Kochen ist in erster Linie ein Handwerk, aber es gehört auch Denkarbeit dazu. Hier lieferte 2013 auch die zweite Ausgabe des Fachsymposiums ChefAlps jede Menge Inspiration. 10 Vertreter der Kochwelt-Elite gaben in begeisternden Bühnenshows Einblick in ihre Philosophie und ihr Können – und dies in einem Ausmass, wie es in der Schweiz so noch nie zuvor zu erleben war.

Bild: Molekular-Spitzenkoch Denis Martin.


Weltbeste Köche zeigten ihr Können: ChefAlps 2013 lieferte eine Menge Inspiration Mit rund 1’700 Besuchern war die zweite Ausgabe des Fachsymposiums ChefAlps am letzten Sonntag und Montag, 26./27. Mai 2013, in der Zürcher Eventhalle StageOne ein voller Erfolg. Nie zuvor hatte es jemals in der Schweiz eine solche Gelegenheit gegeben, 10 internationale Weltklasse-Köche live in Aktion zu erleben. Allein fünf dieser Starchefs sorgen derzeit besonders für Aufsehen: In der erst kürzlich erschienenen Rankingliste „World’s 50 Best Restaurants 2013“ nehmen sie Spitzenplätze in den Top 12 ein, darunter Joan Roca aus Spanien, die neue Weltnummer eins!

Den Auftakt machte am Sonntag die Schweizer Zwei-Sterne-Köchin Tanja Grandits aus dem Restaurant Stucki in Basel. „Schmecken Farben? Ja, es gibt eine Köchin auf der Welt, die das unter Beweis stellt und wie keine andere ihre Erfindungen auf die Teller bringt“, moderierte Thomas Ruhl, Herausgeber der Edition Port Culinaire, ihre Show an. Zusammen mit ihrem Team demonstrierte die zierliche Powerfrau eindrücklich die Philosophie ihrer Küche. Darin dreht sich alles um Farben, Gewürze und Kräuter, deren aromatische Gegensätzlichkeit sie in geschmacklich raffinierte, harmonische Kompositionen zu verwandeln weiss.

Step by step erlebten die Zuschauer die faszinierende Zubereitung fünf verschiedener Farbengerichte, wobei Tanja Grandits gut nachvollziehbar ihre zugrundeliegenden Gedanken darstellte. Mittels ausgeklügelter Formen, Texturen, Konsistenzen und Aromen sowie unterschiedlichster Kochtechniken, Back- oder Garmethoden erzielt die Sterneköchin mit der Neugierde einer akribischen Forscherin jeweils bis dahin ungeahnte Geschmacksintensitäten, deren Genuss sie obendrein jeweils durch ein ebenso aussergewöhnlich kreiertes passendes Getränk abrundet.

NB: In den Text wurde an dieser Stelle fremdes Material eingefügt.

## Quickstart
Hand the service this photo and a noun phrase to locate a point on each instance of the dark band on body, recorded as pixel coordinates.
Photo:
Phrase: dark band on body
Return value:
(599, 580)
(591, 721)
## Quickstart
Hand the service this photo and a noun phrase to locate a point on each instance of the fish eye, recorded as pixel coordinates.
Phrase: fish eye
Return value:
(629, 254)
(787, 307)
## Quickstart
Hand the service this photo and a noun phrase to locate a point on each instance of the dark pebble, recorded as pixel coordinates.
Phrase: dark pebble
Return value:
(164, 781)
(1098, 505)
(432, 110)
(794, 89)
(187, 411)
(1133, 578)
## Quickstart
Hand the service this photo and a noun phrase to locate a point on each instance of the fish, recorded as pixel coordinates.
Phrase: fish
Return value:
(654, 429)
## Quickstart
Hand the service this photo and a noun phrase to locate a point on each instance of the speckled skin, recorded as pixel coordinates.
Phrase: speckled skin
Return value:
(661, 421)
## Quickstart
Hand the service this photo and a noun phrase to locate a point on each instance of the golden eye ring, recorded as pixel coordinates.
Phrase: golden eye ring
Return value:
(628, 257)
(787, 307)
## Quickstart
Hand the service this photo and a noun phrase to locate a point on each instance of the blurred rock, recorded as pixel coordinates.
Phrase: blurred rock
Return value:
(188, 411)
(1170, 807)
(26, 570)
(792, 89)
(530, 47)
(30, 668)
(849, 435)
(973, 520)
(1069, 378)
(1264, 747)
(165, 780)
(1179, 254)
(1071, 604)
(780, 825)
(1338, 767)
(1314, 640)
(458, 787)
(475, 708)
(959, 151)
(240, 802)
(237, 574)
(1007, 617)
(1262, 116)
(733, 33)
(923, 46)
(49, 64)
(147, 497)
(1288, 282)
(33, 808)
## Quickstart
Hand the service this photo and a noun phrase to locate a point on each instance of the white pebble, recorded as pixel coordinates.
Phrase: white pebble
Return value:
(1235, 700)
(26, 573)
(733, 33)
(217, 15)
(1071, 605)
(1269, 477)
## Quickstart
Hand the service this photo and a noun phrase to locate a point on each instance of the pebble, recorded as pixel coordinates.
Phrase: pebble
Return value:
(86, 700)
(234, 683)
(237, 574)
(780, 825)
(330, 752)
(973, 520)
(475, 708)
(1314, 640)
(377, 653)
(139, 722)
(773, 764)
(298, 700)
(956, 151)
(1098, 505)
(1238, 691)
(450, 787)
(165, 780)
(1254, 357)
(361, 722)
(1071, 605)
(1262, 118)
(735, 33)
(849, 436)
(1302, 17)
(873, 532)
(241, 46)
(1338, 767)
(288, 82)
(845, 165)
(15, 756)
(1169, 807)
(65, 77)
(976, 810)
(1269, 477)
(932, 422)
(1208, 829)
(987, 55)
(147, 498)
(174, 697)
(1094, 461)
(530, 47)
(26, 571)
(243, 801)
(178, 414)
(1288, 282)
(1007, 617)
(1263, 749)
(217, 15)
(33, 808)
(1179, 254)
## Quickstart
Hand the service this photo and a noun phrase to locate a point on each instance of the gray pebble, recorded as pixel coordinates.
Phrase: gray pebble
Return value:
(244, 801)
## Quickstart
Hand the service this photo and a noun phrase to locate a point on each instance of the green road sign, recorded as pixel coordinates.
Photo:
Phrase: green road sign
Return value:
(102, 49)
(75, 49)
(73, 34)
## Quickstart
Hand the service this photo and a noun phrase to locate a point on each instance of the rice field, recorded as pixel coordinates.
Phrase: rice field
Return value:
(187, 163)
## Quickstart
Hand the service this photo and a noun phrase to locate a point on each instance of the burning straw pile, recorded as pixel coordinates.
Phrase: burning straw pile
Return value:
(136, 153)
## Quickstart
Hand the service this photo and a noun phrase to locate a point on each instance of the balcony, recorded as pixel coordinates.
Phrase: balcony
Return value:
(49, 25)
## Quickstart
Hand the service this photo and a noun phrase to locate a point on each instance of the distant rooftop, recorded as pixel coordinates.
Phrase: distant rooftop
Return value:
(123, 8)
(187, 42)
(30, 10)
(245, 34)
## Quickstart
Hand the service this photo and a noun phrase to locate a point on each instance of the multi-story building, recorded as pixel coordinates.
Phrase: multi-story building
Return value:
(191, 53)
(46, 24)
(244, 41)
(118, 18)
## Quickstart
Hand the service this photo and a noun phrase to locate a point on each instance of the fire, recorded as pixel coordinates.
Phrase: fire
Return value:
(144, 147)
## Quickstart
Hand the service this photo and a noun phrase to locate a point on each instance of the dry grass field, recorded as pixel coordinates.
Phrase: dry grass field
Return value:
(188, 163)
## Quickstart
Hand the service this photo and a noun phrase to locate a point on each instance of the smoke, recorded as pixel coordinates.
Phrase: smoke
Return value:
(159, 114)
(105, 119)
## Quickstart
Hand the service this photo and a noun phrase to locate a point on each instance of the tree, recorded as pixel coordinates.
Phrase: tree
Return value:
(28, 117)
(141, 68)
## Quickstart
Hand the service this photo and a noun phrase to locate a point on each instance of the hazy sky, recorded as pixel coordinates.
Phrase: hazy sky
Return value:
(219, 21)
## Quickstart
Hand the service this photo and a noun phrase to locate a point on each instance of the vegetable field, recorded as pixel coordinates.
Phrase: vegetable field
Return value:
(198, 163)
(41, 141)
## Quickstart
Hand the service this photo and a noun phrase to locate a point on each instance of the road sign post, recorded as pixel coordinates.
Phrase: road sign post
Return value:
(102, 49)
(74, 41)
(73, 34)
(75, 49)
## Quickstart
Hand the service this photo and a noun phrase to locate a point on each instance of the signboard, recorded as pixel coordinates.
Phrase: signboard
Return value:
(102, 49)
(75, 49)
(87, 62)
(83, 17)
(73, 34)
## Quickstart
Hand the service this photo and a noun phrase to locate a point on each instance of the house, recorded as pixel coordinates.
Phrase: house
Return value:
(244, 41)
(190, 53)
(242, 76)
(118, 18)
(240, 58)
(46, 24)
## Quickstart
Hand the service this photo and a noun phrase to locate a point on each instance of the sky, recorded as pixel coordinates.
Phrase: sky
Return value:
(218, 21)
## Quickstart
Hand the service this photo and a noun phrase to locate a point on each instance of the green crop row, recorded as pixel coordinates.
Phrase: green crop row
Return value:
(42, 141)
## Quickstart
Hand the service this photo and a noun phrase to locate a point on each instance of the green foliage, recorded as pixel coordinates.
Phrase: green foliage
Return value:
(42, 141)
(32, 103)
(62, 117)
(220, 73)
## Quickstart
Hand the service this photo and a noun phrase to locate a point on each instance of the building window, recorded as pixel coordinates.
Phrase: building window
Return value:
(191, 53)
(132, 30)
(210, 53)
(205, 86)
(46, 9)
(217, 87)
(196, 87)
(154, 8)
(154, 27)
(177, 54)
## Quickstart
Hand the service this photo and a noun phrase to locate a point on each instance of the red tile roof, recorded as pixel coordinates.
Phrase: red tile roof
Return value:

Tanja Grandits ist auch Buchautorin: «Gewürze» erschien kürzlich im AT Verlag


So vereinten sich an der ChefAlps u. a. „Jakobsmuschel mit Kamillen-Miso, Vanille-Spargel und Salz-Zitrone“ und „Rote-Beete-Joghurt mit Himbeerbrot zum Weidenlamm mit Szechuanpfeffer“. Die Raffinesse steckt dabei im Detail, das sich bis zur durchdachten Platzierung auf dem Teller bei Grandits konsequent durchzieht. Leicht, unverkrampft, fröhlich, überraschend. So setzt diese erstaunliche Frau mit ihrem Team vorbildhaft ermutigende Trends in der Spitzengastronomie!

Geriebener Rentier-Penis

Björn Frantzén (Bild): „Rentierpenis – why not? Die Natur bestimmt, was wir essen!“ Wie lohnenswert es ist, die ChefAlps zu besuchen, um seine eigenen Horizonte zu erweitern, erfuhren die Symposiumsteilnehmer auch gleich in der anschliessenden Kochshow des skandinavischen Shootingstars Björn Frantzén (Restaurant „Frantzén“, Stockholm, **Michelin, World’s Best Nr. 12). Er vertritt die moderne nordische Küche – mit asiatischen Inspirationen. Dazu betreibt Frantzén einen eigenen Gemüse- und Kräutergarten und setzt sich intensiv mit dem Forschen nach den besten Lebensmitteln auseinander.

„Die Natur entscheidet, was wir kochen“, lautet seine Philosophie. An der ChefAlps standen beim jungen Skandinavier u. a. die Zubereitung von „Pancakes aus Rentierblut mit Bitterschokolade“ sowie mit Holzkohle flambiertes Rentiersteak-Tatar, das dadurch ein feines Raucharomaparfum erhält, und obendrauf fein geraspelter hartgetrockneter (!) Penis vom Rentier auf dem Fünf-Gänge-Programm. Bewusst provokant und mit sympathischem Augenzwinkern, aber mit gedanklichem Tiefgang und handwerklich in meisterhaft perfekter Umsetzung dargeboten.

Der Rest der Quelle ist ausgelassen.